Internal pressures force Merkel to change course
As the severity of the crisis emerged in January, the immediate reaction from Greece and other EU members was that Germany, as the largest economy in the eurozone, should publicly assure investors that Berlin would provide assistance to Athens if necessary. This guarantee would calm investors and allow Greece to raise money through bond issues, they argued.
No such assurance came. The German public was opposed to providing help to what they considered a corrupt Greek government with lavish social welfare spending. Merkel, citing a clause in the European Constitution that prevented one member from bailing out another, repeatedly dismissed calls for German action.

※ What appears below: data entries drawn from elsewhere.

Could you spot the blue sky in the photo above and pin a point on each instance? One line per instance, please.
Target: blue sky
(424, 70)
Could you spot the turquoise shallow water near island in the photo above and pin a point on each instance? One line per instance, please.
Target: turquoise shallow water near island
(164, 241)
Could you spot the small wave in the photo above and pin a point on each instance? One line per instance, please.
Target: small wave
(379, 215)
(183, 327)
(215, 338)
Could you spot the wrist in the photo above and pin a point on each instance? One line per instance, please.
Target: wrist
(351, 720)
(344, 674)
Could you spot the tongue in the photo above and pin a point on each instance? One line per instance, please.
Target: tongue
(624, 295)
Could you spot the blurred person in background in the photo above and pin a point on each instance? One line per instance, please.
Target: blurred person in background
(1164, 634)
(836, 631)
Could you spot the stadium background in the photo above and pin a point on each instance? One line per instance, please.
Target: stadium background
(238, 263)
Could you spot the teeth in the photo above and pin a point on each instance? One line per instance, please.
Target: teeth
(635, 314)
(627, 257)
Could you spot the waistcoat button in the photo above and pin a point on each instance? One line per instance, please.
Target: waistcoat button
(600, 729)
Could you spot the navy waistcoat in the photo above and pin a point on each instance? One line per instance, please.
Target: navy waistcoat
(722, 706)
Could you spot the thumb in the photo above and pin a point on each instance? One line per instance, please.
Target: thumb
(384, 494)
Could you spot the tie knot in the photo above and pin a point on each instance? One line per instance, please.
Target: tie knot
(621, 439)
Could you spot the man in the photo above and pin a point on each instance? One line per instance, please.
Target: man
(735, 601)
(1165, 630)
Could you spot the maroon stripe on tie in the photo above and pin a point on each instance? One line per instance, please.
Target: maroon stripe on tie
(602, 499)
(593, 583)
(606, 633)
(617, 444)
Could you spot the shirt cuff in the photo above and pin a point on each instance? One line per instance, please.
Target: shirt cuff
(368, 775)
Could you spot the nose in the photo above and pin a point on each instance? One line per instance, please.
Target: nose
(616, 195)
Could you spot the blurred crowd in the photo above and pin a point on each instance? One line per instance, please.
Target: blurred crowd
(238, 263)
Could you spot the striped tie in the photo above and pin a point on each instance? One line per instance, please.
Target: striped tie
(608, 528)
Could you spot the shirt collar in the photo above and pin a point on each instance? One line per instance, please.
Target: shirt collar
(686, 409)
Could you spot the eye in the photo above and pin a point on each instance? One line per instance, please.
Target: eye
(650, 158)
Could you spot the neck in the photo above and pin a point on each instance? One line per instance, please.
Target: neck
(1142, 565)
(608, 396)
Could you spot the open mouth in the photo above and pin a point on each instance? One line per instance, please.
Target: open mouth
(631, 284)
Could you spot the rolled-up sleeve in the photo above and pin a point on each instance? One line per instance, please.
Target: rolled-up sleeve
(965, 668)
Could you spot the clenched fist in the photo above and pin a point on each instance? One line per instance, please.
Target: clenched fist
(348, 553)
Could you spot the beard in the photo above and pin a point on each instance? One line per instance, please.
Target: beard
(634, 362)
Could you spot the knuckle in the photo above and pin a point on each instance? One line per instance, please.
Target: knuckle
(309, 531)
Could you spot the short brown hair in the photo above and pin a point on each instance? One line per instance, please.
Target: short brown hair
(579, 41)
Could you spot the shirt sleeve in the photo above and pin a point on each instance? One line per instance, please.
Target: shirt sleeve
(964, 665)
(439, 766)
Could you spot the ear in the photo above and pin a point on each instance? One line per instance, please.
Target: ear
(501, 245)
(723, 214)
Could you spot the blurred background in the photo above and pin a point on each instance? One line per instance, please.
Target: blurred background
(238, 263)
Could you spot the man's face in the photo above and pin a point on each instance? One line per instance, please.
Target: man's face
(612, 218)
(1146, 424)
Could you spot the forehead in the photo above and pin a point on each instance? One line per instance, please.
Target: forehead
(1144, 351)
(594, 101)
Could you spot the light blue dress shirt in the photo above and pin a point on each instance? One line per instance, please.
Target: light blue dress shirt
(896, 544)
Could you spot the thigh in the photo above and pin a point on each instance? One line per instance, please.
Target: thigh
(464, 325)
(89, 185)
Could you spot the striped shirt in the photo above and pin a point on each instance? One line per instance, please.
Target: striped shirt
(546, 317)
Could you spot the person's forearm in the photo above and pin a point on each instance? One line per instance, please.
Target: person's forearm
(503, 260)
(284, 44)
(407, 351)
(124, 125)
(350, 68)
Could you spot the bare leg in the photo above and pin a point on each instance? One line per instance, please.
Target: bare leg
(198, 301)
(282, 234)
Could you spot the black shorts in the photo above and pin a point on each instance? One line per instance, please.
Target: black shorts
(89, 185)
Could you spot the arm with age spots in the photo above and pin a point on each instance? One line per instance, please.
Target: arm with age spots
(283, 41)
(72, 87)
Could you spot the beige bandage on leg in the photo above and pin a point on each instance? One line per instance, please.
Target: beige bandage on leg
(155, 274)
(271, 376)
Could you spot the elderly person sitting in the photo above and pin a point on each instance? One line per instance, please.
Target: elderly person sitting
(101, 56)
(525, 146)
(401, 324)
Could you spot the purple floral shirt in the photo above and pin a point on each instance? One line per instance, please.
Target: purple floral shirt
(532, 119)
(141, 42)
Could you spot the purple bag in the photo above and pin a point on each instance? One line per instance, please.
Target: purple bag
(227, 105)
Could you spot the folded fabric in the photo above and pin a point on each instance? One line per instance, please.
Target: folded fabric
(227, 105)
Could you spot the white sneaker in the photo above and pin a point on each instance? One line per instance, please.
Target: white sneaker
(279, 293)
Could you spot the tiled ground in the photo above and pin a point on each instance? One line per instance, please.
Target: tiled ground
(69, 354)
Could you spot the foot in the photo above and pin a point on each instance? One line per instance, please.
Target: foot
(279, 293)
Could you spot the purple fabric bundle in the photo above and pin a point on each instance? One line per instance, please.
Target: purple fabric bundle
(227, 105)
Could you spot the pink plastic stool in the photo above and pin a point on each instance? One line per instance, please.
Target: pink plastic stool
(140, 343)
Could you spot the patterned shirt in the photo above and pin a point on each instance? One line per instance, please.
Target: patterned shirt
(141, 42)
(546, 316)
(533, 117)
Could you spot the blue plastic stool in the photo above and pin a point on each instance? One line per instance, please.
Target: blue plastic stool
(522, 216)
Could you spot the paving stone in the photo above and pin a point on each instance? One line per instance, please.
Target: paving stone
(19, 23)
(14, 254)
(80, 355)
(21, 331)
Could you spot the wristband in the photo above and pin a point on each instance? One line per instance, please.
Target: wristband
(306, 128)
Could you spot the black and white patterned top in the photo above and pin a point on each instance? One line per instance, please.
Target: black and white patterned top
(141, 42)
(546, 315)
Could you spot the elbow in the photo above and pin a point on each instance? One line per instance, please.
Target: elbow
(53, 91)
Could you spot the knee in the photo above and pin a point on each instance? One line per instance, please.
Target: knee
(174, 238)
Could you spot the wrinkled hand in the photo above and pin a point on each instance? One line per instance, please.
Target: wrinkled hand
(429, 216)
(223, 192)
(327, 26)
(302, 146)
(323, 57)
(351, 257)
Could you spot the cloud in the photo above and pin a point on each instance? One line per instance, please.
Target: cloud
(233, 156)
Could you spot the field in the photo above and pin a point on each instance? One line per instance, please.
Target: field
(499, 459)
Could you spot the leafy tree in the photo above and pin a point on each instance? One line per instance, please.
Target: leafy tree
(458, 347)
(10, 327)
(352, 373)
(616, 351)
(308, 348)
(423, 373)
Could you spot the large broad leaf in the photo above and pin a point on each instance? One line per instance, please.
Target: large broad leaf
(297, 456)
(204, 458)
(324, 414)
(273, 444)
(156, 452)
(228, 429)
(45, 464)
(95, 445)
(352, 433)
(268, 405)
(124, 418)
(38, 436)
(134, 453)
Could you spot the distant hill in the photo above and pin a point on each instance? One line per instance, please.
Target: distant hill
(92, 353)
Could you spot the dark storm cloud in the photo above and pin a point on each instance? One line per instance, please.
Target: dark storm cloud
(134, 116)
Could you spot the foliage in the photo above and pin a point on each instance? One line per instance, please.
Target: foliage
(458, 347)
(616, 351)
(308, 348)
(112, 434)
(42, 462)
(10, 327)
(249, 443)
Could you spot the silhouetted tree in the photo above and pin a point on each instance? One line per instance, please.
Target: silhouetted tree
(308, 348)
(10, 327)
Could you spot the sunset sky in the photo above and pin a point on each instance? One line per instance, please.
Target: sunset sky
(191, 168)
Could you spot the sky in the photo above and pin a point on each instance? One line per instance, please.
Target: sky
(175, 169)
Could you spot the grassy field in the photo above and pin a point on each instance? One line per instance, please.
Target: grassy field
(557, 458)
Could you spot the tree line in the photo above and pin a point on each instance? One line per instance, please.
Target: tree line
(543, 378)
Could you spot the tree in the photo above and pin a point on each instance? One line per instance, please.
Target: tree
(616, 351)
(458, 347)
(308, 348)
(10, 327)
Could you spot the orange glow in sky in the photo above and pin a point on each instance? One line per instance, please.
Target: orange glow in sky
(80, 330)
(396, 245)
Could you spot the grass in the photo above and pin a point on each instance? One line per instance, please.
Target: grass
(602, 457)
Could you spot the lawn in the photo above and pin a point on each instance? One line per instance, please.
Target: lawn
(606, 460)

In the following weeks, however, economic and political realities forced Merkel to change her position. Greece needed to raise $26.6 billion in April and May to make loan refinance payments – money that could not be raised without some kind of guarantee of an outside party. If Greece were to default, it would drag down the value of the euro and undermine confidence in the euro zone. The German economy would in turn suffer.